Мы много работали; кроме пьесы, Сартр занимался своим трактатом по философии; в «Конфлюанс» и «Кайе дю Сюд» просили у него критические статьи: он посылал их в редакции. Брису Парэну он передал рукопись моего первого романа, и я взялась за второй; в нем я говорила о Сопротивлении и знала, что до конца оккупации он не может быть опубликован. Однако мы решили жить так, словно были уверены в финальной победе. Это решение поддерживало нас, но его было недостаточно, чтобы установить мир в наших сердцах. Спорить, надеяться — это не означает знать или даже верить; порой мое воображение скиталось в глубинах ужаса. Если нацизм установится на десять лет, на двадцать лет, а мы не смиримся, нас постигнет судьба Перона, Ивонны Пикар. Я и отдаленно не представляла себе истинное лицо лагеря; депортация означала для меня прежде всего разлуку и молчание, но как я смогу их вынести? До той поры я говорила себе, что всегда есть средство против крайнего несчастья: самоубийство; но внезапно меня его лишили. В течение десяти лет, пятнадцати лет я каждую минуту буду думать, что Сартр, возможно, умер, и все-таки не решусь убить себя, думая, что, возможно, он еще жив: мне казалось, что я уже в этой ловушке, и от ужаса у меня перехватывало дыхание. Я гнала прочь эти видения. Я пыталась внушить себе, что допускаю худшее, и порой убеждала себя. Я вновь обретала спокойствие, я замыкалась в настоящем; но прежде настоящее изобиловало радостными планами, его наполняло будущее, ограниченное только собой, теперь оно рассыпалось в прах. Пространство, как и время, сжималось. Два года назад Париж представлялся центром мира, широко распахнутым для моей любознательности, ныне Франция стала надзираемой территорией, отрезанной от остальной земли; Италия, Испания, которые мы так любим, превратились во враждебные страны. Тучи цвета огня и ночи скрывали от нас Америку. Единственные вести, доходившие к нам через границы, приносил голос Би-би-си. Мы задыхались под колпаком неведения.

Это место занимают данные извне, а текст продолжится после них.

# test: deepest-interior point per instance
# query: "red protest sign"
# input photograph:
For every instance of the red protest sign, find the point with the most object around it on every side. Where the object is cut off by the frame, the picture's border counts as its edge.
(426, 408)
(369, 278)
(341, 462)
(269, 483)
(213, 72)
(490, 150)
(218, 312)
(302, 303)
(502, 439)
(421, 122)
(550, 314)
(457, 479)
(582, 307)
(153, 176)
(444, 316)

Но, по крайней мере, я не находилась больше в изоляции, как в прошлом году; мои эмоции, мои ожидания, мои тревоги, мое возмущение я делила с толпой, которая не имела лица, однако ее присутствие наделяло меня силами; она была всюду, вне меня и во мне; это она через биение моего сердца волновалась, ненавидела. Я обнаружила, что ненависти до тех пор я не знала, только лишь абстрактные приступы ярости; теперь я изведала ее вкус, с особой силой она метила в тех из наших врагов, которые были ближе всего ко мне. Речи Петена задевали меня сильнее, чем речи Гитлера; я осуждала всех коллаборационистов, однако в отношении людей вроде меня — интеллектуалов, журналистов, писателей — я испытывала личное, определенное, мучительное отвращение. Когда литераторы, художники ехали в Германию заверить победителей в нашем духовном единении, я чувствовала преданной лично себя. Статьи Деа, Бразийака, их доносы, их призывы к убийству я рассматривала как преступления, столь же непростительные, как действия какого-нибудь Дарлана.
Страхи, приступы гнева, слепое бессилие: вот на таком фоне проходило мое существование. Но были и вспышки надежды, и до сих пор непосредственно я не пострадала. Я не потеряла никого из очень дорогих, из очень близких. Сартр вернулся из плена; ни его здоровье, ни его настроение не ухудшились: рядом с ним нет уныния, мрака. Какой бы ограниченной ни была сфера, в которой мы оказались замкнуты, его любопытство, страсть одушевляли каждую ее частицу. Париж, его улицы, его бескрайние небесные просторы, все эти люди вокруг нас, их лица, их приключения: сколько всего еще надо посмотреть, понять, полюбить! Я не чувствовала себя больше в безопасности и не испытывала восторгов; но каждый день я была весела и часто повторяла себе, что вопреки всему эта упорная радость — тоже счастье.